This Week in Asia

Flying distance for a dictator, neutral on nukes: why Vietnam's perfect for Trump-Kim summit

The location for the second summit between US President Donald Trump and North Korean leader Kim Jong-un has become a topic of much speculation by the global media following the White House's announcement that the meeting would take place in late February.

The selection of the venue is highly symbolic diplomatically, and therefore the decision will have strategic implications and reflect geopolitical considerations.

Multiple recent reports have identified Vietnam as front runner. Among its cities seen as most likely to host the summit are: Hanoi, the national capital; Da Nang, site of the 2017 Asia-Pacific Economic Cooperation meeting; and Ho Chi Minh City, the country's commercial hub and once the capital of the US-backed Southern government during the Vietnam war.

Other countries that have emerged as potential candidates include Thailand, Indonesia, Mongolia, Singapore and Hawaii.

Hanoi has made no secret of its interest in hosting the highly anticipated event, with the Vietnamese Prime Minister Nguyen Xuan Phuc vowing last week to "do our best to facilitate the meeting" were his country to be chosen.

Kim Jong-un and Donald Trump at the first US-North Korea summit, in Singapore. Photo: AFP

As host, Vietnam would satisfy several important criteria. It is near to North Korea and within flying range of Kim's Soviet-era private plane. Equally important is its neutral stance on North Korea's nuclear programme.

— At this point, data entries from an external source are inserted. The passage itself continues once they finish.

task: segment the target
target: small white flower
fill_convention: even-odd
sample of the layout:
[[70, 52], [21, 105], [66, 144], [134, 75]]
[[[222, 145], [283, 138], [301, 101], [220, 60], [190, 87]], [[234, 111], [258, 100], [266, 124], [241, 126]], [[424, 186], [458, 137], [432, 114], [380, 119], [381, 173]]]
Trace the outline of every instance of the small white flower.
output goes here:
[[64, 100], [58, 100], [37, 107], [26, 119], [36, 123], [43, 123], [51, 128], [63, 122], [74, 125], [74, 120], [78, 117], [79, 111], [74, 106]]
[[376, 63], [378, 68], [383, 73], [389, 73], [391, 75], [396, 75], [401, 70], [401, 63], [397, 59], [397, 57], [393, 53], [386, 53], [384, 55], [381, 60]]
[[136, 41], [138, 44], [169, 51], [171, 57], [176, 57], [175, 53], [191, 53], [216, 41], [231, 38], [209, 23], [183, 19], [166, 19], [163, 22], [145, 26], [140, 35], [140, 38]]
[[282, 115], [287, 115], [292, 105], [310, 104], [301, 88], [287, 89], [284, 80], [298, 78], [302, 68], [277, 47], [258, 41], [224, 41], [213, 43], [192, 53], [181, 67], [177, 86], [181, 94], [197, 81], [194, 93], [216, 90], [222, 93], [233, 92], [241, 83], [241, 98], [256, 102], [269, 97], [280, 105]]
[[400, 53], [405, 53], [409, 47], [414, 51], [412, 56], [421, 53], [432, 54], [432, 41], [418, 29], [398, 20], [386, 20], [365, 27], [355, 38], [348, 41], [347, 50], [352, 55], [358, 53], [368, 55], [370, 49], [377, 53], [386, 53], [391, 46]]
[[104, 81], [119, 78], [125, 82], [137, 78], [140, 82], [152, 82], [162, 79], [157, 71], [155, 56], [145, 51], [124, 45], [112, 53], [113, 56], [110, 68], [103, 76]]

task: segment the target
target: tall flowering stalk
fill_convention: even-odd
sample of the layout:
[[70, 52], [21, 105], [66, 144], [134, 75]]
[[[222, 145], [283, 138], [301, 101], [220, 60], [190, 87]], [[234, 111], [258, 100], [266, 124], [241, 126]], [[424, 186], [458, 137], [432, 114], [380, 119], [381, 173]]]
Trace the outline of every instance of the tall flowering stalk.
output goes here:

Vietnam is also one of the few countries in the world to maintain good relations with both the US and North Korea " respectively, the world's leading free democracy and its most repressive communist regime.

And, being one of the world's few surviving communist nations, Vietnam is a long-time ally of North Korea.

In 1950, four years before Vietnam won its independence from France, North Korea became one of the first nations to recognise the communist regime in Hanoi diplomatically. It also provided material aid and personnel to North Vietnam during its war with the US. More recently, Hanoi helped Pyongyang deal with a famine by supplying it with food, swapping rice for weapons.

Vietnam and the US, meanwhile, did not normalise relations until 1995, two decades after North Vietnam defeated the American-backed South Vietnamese regime to end the Vietnam war. However, their relations have warmed rapidly in recent years. In 2016, the US dropped an arms embargo on Vietnam and one year later a US Navy aircraft carrier visited the country for the first time since the end of the Vietnam war. The former foes also engage in increasing military and security cooperation, apparently in an effort to balance China's rising influence.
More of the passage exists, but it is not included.